Unlike [Mike] Gravel, however, Keyes hasn’t thrown in the towel. He has started America’s Independent Party — a variation of a familiar name for minor parties — and still considers himself in the running. So in a few states, voters may have the option of Keyes, as well.
And of right-wing minor parties in general:
The recent history for minor parties of the right isn’t encouraging. Pat Buchanan, who started out with similarly encouraging poll numbers and who is much more famous than Barr, won just 0.42 percent of the vote as the Reform Party nominee in 2000. Paul won about 0.5 percent as a Libertarian in 1988. John J. Schmitz took 1.4 percent as a sitting congressman in 1972. The Constitution Party has yet to break 200,000 votes nationally, despite having fielded presidential candidates since 1992.
In the past 40 years, the candidates who have done best were the most difficult to classify ideologically. George Wallace took 13.5 percent and five states running on a populist, segregationist platform in 1968. John Anderson won 6.6 percent as a centrist in 1980. Ross Perot, who mixed populism and centrism, polled at 19 percent in 1992 and at 8 percent four years later.

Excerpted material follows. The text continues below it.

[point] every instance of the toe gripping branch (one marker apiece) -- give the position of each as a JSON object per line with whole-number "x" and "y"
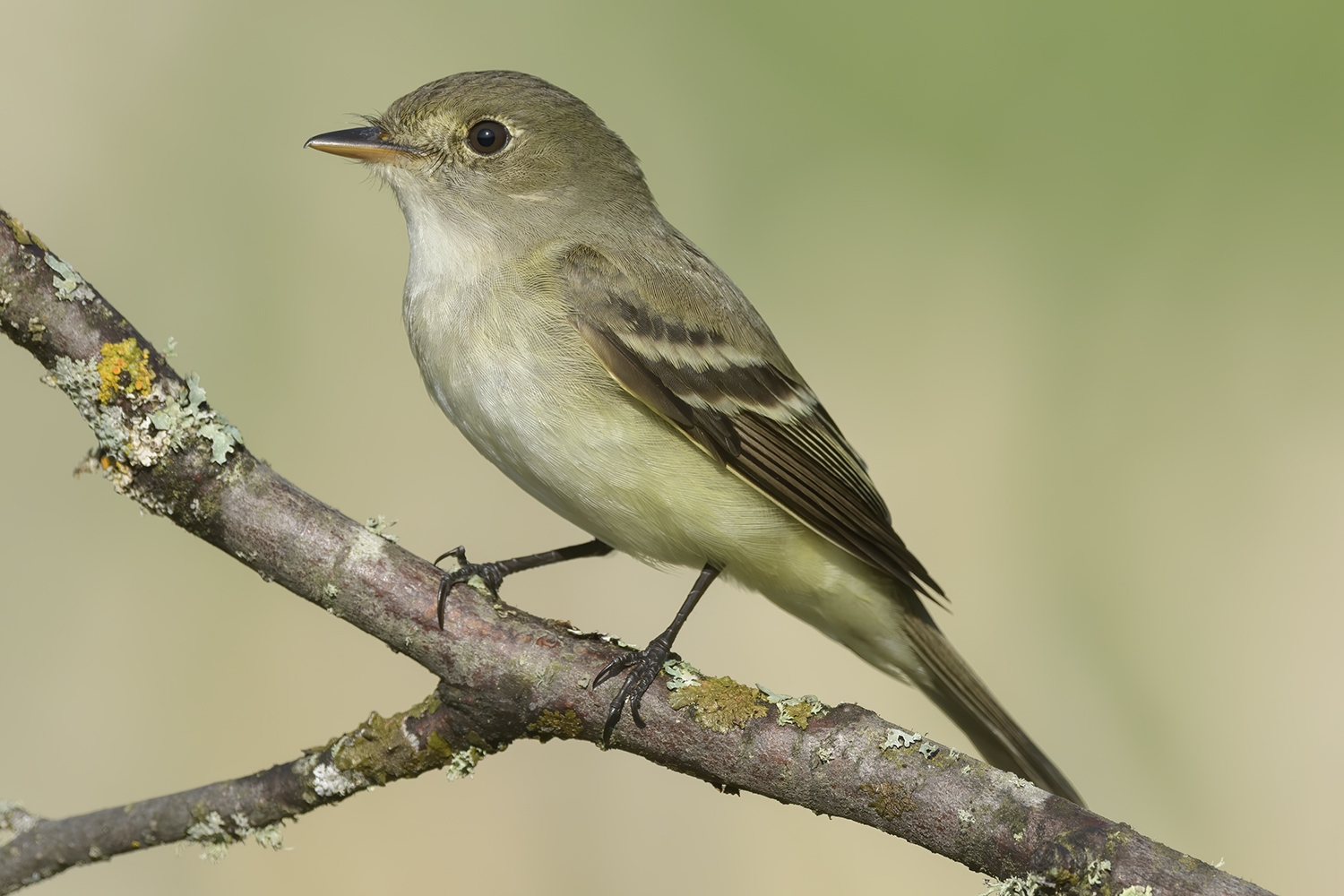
{"x": 644, "y": 665}
{"x": 492, "y": 573}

Based on Perot’s success, Antle says a party that’s neither liberal nor conservative would have the most potential for success. “Liberals and conservatives mostly feel as though they have a major-party home, while many moderates don’t.”

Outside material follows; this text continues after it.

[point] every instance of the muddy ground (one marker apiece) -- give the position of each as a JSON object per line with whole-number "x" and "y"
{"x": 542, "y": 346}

However, Antle views Bob Barr and the Libertarian Party as “conservative” — not uniquely libertarian — and advances the “spoiler” argument as a reason to doubt Barr’s prospects:
If Barr or another conservative third-party candidate does well, he might be seen as a Nader of the right. A May 16 Rasmussen poll found Barr at 6 percent and Nader at 4 percent, with Obama beating McCain 42 percent to 38 percent. While these numbers should be taken with a shaker full of salt, anti-McCain conservatives will be reluctant to supply Obama’s margin of victory.
Most third-party advocates would beg to differ with Mr. Antle’s analysis. He admits that many Americans are dissatisfied with tthe two-party system, but suggests it’s because the Republicans are seen as “too conservative” and the Democrats as “too liberal,” while the people want a “centrist” alternative. Third-party advocates — from the CP to the GP and everyone in between — are more likely to argue that Americans’ discontent stems from the issues on which the two parties are in agreement. A centrist party, which would presumably cover even more common ground, would thus be even less appealing.

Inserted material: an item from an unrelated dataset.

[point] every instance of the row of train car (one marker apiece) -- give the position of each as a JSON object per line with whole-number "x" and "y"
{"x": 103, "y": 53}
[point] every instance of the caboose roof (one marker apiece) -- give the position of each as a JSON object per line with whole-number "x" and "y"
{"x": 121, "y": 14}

Peter – I agree with you and disagree with the author of the article. I was just making his point for him!
But again, I’ll add nuance: The few things that Perot DID stand for — opposition to NAFTA, dealing with the national debt — were things that the major parties did NOT. This further weakens the author’s case that the problem is the right/left extremism of the majors. The problem is the bipartisan consensus!
Peter – The author’s point is that it DID “work well” for Perot — or at least better than it did for anyone else in recent times (19%). But it wasn’t the centrism that attracted people to Perot, it was his disagreements with BOTH parties — most notably, NAFTA and acknowledgment of the debt.
Mr. Antle seems to be some sort of conservative-political wizz-kid of writing.
He writes for AmCon, American Spectator, AND Politico?